Alat untuk Berkomunikasi

Alat komunikasi itu ada dua, yakni komunikasi dari hati dan komunikasi minta maaf. Keduanya mampu membuat komunikasi jadi lebih terbuka.

Alat untuk Berkomunikasi

 

"Tumben lu bersih?" tanya ibu saya di hari Minggu pagi.

Ketika itu saya baru selesai mandi. Kemudian mengenakan kaus putih dan kacamata. Tidak lupa saya juga menggunakan sedikit parfum yang baru saja dibeli. Hari itu saya tidak berencana untuk pergi ke mana-mana. Hanya ingin di rumah sambil menulis saja. Tapi sapaan pagi hari dari ibu saya menyiratkan bahwa saya ingin pergi. Saya belum tahu harus menjawab seperti apa. Inginnya sih menjawab "Ya emang habis mandi mak, makanya bersih."

Jawaban tersebut memang yang paling tepat dan akurat. Tapi saya tidak tahu apa yang akan terjadi nantinya ketika jawaban tersebut mendarat ke telinganya.

Hubungan saya dengan ibu cukup santai. Kami sering bercanda bareng, komunikasi kami juga baik. Namun tak jarang kami kerap selisih paham, berbeda pendapat, hingga bertengkar hebat. Ibu memang orang yang cukup sensitif, salah bicara sedikit bisa jadi masalah nantinya.

Saya pun jadi kepikiran, tidak pernah rasanya mendapat kata-kata bersih dari ibu setiap habis mandi. Kemudian saya mengatakan ‘oh’ dalam hati. Pasti karena kaos putih ini.
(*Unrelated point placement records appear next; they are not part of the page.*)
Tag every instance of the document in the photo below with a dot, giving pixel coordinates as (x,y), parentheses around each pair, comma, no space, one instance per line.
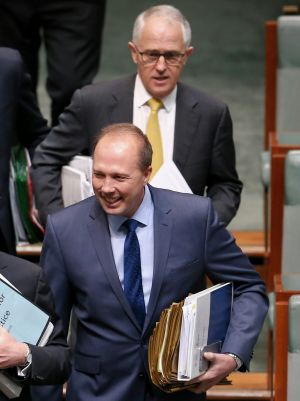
(169,177)
(184,332)
(26,322)
(76,179)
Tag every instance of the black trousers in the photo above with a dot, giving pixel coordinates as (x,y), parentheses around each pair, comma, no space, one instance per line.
(72,35)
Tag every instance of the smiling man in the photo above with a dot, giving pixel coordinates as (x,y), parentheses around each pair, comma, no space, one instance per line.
(193,129)
(117,259)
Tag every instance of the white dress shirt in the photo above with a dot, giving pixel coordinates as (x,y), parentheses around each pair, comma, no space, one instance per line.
(166,115)
(144,231)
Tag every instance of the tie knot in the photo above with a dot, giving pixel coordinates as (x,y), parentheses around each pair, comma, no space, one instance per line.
(155,104)
(130,224)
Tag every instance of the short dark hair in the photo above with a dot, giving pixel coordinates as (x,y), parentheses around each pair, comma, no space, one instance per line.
(145,158)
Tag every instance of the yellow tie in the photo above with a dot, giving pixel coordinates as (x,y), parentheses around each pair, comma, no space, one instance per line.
(153,134)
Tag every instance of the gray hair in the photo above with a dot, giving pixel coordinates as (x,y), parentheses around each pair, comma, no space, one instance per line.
(145,153)
(169,13)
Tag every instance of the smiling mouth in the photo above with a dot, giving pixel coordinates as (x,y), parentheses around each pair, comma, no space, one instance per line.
(111,202)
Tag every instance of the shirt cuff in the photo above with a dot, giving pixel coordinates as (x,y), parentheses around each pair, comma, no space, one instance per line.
(238,360)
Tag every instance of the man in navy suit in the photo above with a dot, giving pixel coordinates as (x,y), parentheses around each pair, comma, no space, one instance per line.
(196,129)
(20,122)
(181,241)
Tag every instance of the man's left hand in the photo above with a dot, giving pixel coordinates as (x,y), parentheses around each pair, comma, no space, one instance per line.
(12,352)
(220,365)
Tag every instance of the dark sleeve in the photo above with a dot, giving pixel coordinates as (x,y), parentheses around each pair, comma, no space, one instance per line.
(224,186)
(65,141)
(225,262)
(31,127)
(51,364)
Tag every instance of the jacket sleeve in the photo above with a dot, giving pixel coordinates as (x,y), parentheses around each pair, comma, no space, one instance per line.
(224,186)
(65,141)
(51,364)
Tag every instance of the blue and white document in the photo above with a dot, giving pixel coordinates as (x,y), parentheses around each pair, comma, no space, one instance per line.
(20,317)
(205,319)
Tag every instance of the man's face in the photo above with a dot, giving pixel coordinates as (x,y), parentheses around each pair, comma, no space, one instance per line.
(118,181)
(160,36)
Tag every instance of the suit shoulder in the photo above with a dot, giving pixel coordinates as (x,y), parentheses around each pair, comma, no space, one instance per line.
(10,61)
(107,87)
(179,199)
(18,270)
(197,95)
(78,209)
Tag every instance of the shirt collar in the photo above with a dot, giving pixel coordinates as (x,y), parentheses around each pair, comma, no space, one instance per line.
(141,96)
(142,215)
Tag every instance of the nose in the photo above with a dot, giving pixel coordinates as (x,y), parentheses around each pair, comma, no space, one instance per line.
(161,64)
(107,185)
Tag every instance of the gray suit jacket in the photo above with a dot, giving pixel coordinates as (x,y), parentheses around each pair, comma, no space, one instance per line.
(20,123)
(203,144)
(111,349)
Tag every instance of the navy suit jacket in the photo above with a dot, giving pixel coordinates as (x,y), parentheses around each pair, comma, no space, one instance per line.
(110,360)
(203,144)
(50,364)
(20,122)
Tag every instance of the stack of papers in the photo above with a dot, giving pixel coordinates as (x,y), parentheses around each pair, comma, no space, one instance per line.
(184,332)
(26,322)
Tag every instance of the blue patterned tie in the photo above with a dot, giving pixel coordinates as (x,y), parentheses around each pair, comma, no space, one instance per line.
(133,286)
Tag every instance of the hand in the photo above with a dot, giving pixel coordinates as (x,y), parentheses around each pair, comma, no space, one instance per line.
(220,365)
(12,352)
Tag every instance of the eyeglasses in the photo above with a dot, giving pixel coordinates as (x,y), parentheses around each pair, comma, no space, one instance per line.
(150,57)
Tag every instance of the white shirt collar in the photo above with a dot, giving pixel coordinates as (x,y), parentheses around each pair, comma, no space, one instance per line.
(141,96)
(141,215)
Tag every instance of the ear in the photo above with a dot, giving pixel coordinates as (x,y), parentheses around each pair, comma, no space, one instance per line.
(133,52)
(188,52)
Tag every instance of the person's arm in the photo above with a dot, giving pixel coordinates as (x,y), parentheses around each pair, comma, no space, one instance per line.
(225,262)
(65,140)
(51,364)
(224,186)
(12,352)
(31,126)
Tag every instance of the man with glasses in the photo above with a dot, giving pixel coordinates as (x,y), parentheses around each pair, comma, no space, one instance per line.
(195,130)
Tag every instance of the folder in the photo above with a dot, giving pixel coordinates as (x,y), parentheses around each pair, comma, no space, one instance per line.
(26,322)
(184,332)
(169,177)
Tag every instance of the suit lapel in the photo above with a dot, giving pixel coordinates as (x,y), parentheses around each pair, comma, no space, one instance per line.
(186,123)
(99,231)
(121,110)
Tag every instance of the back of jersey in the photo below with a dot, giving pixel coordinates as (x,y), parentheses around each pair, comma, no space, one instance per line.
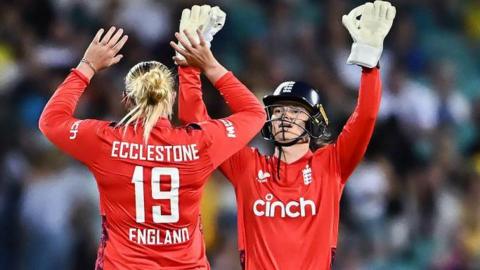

Bagi saya tubuh menjadi salah satu bentuk komunikasi. Apapun yang dikenakan akan menimbulkan suatu kesan pada orang lain yang melihatnya. Mereka yang rapi akan dipuji, mereka yang agak berantakan mungkin mendapat cercaan, dan saya yang memakai kaus putih pagi ini mendapat pujian bersih.

Hal ini semakin meyakinkan saya bahwa komunikasi itu tidak hanya soal kata yang keluar. Tapi ada cara-cara tertentu yang lebih baik sehingga pesan lebih cepat dan utuh saat diterima. Jika caranya salah maka komunikasi justru menjadi sumber konflik.

Tidak banyak orang yang memahami hal ini. Pesan yang ingin disampaikan justru tidak sampai pada orang yang diharap dapat menerimanya. Ujung-ujungnya jadi berantem deh karena salah paham akibat komunikasi yang tidak baik.

Di Tik-Tok saya pernah melihat sebuah video yang lumayan lucu namun terasa cukup miris. Niatnya memang baik, tapi karena salah menyampaikan pesan urusan hati juga yang kena. Kira-kira begini dialog pada video tersebut:

"Halo sayang, nanti aku jemput ya depan rumah kamu."

"Oke sayang, nanti tunggu aku sebentar ya!"

"Tapi kamu jangan lupa dandan ya biar cantik!"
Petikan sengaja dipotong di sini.